In a vigorous retrospective cohort study published in JAMA, Fatima Rodriguez et al. found an inverse graded association between long-term statin adherence and all-cause mortality using a nationwide sample of the Veterans Affairs Health System, in patients with atherosclerotic cardiovascular disease(ASCVD). The study proposed that there was room for improvement in statin adherence and also stressed on its importance as a measure of secondary prevention of ASCVD.
The association between statin adherence and mortality had been previously studied in a few observational studies. However, this retrospective study sought to determine the relationship between statin adherence and all-cause mortality in patients with ASCVD who had stable statin prescriptions and assessed any modifications of statin intensity, patient-level or system-level characteristics. The investigators included patients within the Veterans Affairs(VA) Health System between ages 18 and 85 years who were diagnosed with either coronary artery disease, cerebrovascular disease, or peripheral artery disease during January 1, 2013, and April 1, 2014, and with at least 1 ASCVD code on at least 2 different dates and at least 1 outpatient visit in the VA system during the study period. Medication adherence was measured using Medication Possession Ratio(MPR) as the standard and using statin therapies including low, moderate and high-intensity therapies.

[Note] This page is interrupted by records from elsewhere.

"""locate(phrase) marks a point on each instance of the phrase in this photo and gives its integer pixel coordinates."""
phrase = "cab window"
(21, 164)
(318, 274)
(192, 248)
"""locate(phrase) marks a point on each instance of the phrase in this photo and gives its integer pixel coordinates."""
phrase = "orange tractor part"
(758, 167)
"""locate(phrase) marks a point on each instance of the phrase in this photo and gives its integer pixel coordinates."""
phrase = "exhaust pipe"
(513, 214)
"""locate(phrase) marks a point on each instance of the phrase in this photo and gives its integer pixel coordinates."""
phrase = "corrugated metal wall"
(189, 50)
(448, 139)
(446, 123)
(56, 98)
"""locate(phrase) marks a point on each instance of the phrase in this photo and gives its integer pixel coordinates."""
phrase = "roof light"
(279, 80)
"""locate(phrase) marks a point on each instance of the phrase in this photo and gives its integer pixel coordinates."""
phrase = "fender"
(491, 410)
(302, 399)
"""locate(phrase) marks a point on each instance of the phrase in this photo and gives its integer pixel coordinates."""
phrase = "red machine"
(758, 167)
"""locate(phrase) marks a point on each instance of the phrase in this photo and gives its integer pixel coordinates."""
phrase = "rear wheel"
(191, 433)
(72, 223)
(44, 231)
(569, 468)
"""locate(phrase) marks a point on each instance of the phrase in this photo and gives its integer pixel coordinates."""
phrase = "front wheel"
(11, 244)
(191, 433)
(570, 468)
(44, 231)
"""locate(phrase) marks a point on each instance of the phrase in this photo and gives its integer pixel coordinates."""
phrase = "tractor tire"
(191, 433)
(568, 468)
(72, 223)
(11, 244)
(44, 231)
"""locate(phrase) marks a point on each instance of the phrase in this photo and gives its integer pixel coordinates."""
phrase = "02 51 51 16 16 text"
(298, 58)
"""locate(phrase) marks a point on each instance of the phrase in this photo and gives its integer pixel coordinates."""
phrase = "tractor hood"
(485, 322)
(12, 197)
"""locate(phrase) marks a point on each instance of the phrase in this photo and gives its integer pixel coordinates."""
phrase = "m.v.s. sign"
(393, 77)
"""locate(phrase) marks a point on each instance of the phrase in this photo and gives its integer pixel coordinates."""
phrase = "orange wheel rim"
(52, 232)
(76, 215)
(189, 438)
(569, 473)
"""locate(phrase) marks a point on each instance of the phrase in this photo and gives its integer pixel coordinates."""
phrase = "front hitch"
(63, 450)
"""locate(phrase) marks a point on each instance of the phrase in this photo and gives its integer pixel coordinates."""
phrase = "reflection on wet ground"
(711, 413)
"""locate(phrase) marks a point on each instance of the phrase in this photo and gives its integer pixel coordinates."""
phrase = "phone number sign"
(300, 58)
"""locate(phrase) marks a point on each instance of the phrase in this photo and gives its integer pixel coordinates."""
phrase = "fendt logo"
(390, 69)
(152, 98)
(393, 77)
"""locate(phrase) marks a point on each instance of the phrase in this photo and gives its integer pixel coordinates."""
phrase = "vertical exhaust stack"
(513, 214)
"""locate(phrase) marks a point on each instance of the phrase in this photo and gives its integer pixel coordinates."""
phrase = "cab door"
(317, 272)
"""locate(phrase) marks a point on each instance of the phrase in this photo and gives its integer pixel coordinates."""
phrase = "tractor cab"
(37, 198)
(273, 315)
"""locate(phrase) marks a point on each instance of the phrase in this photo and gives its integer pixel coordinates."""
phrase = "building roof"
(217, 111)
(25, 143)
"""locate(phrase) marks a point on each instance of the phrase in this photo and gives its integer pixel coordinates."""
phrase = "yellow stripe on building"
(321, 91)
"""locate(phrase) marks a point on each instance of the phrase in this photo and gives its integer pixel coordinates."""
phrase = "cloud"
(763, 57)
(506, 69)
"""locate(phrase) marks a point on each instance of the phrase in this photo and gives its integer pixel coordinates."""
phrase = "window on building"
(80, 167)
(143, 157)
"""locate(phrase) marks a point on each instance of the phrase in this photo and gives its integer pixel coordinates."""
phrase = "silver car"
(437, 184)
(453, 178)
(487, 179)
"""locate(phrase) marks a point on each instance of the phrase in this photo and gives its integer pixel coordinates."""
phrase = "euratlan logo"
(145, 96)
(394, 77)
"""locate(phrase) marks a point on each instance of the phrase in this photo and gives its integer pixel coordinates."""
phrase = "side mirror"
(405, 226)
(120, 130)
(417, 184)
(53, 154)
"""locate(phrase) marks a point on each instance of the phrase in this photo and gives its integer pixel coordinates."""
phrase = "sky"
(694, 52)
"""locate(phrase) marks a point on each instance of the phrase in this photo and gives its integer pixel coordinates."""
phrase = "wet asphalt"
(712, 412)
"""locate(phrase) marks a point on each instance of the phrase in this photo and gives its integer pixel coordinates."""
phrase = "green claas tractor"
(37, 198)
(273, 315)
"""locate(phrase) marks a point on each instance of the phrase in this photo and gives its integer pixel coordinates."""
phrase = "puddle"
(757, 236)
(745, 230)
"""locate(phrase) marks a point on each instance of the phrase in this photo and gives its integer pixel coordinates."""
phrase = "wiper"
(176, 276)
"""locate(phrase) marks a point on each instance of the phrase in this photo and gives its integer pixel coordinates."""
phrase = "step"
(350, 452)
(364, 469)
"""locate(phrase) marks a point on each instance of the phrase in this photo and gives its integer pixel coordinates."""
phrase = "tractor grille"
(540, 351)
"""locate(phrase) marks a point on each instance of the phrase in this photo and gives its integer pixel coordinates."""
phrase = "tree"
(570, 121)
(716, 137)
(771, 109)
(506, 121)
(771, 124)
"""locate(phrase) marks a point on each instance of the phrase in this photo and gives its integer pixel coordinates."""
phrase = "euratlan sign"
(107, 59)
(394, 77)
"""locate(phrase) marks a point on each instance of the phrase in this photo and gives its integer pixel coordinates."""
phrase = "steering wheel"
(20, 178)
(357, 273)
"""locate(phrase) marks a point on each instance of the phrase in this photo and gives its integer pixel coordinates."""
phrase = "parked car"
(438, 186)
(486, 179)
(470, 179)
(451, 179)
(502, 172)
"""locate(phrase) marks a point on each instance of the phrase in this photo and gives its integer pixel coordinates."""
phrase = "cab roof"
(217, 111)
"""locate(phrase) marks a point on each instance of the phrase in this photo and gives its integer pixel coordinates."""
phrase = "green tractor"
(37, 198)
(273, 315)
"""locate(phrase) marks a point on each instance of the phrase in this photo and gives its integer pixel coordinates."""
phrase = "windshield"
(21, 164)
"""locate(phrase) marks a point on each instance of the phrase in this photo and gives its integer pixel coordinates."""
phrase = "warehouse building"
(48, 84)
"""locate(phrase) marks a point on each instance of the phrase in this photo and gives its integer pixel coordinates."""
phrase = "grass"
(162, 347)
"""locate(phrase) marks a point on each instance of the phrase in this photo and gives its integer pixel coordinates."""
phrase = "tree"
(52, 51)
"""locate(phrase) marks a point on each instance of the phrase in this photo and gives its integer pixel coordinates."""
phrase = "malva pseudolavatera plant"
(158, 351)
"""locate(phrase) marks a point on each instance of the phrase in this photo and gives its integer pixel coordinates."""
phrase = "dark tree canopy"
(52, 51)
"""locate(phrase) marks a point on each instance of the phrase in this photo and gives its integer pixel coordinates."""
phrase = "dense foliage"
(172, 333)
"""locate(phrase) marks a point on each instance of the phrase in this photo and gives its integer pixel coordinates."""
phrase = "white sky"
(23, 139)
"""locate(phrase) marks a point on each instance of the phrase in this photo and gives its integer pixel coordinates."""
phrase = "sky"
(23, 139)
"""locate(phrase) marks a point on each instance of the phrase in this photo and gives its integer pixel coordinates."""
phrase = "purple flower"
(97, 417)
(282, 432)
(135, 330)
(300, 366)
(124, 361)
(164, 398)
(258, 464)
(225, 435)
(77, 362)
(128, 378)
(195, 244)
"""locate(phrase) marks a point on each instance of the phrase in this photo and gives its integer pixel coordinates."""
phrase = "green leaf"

“We show that in a relatively adherent cohort of stable patients with ASCVD who received statin prescriptions, a significant minority do not refill them as recommended, and this reduced adherence had clinical implications. This association with mortality was small but significant for those with adherence that may be considered reasonable. Lack of adherence had the greatest association with mortality for those taking high-intensity statins, likely because high-intensity therapy confers a greater survival benefit than lower-intensity statin regimens. Our findings suggest that statin adherence is an important metric that should be carefully tracked by clinicians and health systems.“-Dr. Fatima Rodriguez, M.D., M.P.H.
The investigators reported that among the 347,104 adults with ASCVD, the patients taking moderate-intensity statin therapy were more adherent than those taking high-intensity therapy (odds ratio [OR], 1.18; 95%CI, 1.16-1.20). Women were less adherent (OR, 0.89; 95%CI, 0.84-0.94). Patients with an Medication Possession Ratio (MPR) of less than 50% had a hazard ratio (HR; adjusted for clinical characteristics and adherence to other cardiac medications) of 1.30 (95%CI, 1.27-1.34), those with an MPR of 50% to 69%had an HR of 1.21 (95%CI, 1.18-1.24), and those with an MPR of 70% to 89% had an HR of 1.08 (95%CI, 1.06-1.09). There was a graded association between statin adherence levels and mortality which was greatest for patients taking high-intensity statin therapy.
Compared to the prior studies that had a short follow up of 6 months of statin adherence following acute coronary syndromes or stroke, this study had patients taking stable statin therapies with longer follow-up of 3 years. This investigation had a few strengths compared to the previous studies such as the use of a large nationwide well-characterized patient cohort at the VA, which provided the investigators with the opportunity to study variables like laboratory values and vital signs. Nonetheless, the study had a few limitations which included being an observational study (which could not completely remove the confounding), neither could the study determine the cause of mortality. MPR was used to determine adherence, which encompassed which medications were dispensed from the pharmacy, however, whether the patient took these medications could not be determined. Dr. Rodriguez added that “The graded dose-response associations between statin adherence and survival shows the benefit of strict statin adherence.”
“What is novel about this study is the attempt by the authors to understand whether the association between statins and mortality was due to the drug itself vs healthy adherer bias. First, the authors adjusted their models for adherence to other cardiac medications, including angiotensin-converting enzyme inhibitors and β-blockers. This attenuated but did not eliminate, the association between statin adherence and mortality. Second, there was no association between statin adherence and 2 negative controls: pneumonia and gastrointestinal bleeding. Third, stratified analyses suggested a dose-response relationship by statin intensity; the adherence-mortality association was strongest in those who were prescribed high-intensity statins and lowest in those prescribed low-intensity statins. These 3 findings provide evidence that the mortality benefit in this study was not purely due to a healthy adherer effect.”-Dr. Ann Marie Navar M.D.
Dr. Ann Marie Navar M.D. remarked in her editorial comment that “Guidelines recommend the use of LDL-C measurements to assess adherence, but follow-up of lipid testing in routine practice is rarely done. Performance measurement focuses on statin prescriptions, not patient adherence. Society has spent hundreds of millions of dollars on research to prove that statins save lives. But the study by Rodriguez et al. reminds us that without improvements in medication adherence, the full benefit of this investment will never be realized.” She believed that the investigation had some limitations, also stating that “The persistent association between statin adherence and mortality(20% mortality increase) after adjustment for LDL-C indicates that residual confounding was likely. This is a powerful reminder that even the most rigorously designed observational analyses cannot replace efficacy estimates from randomized clinical trials.”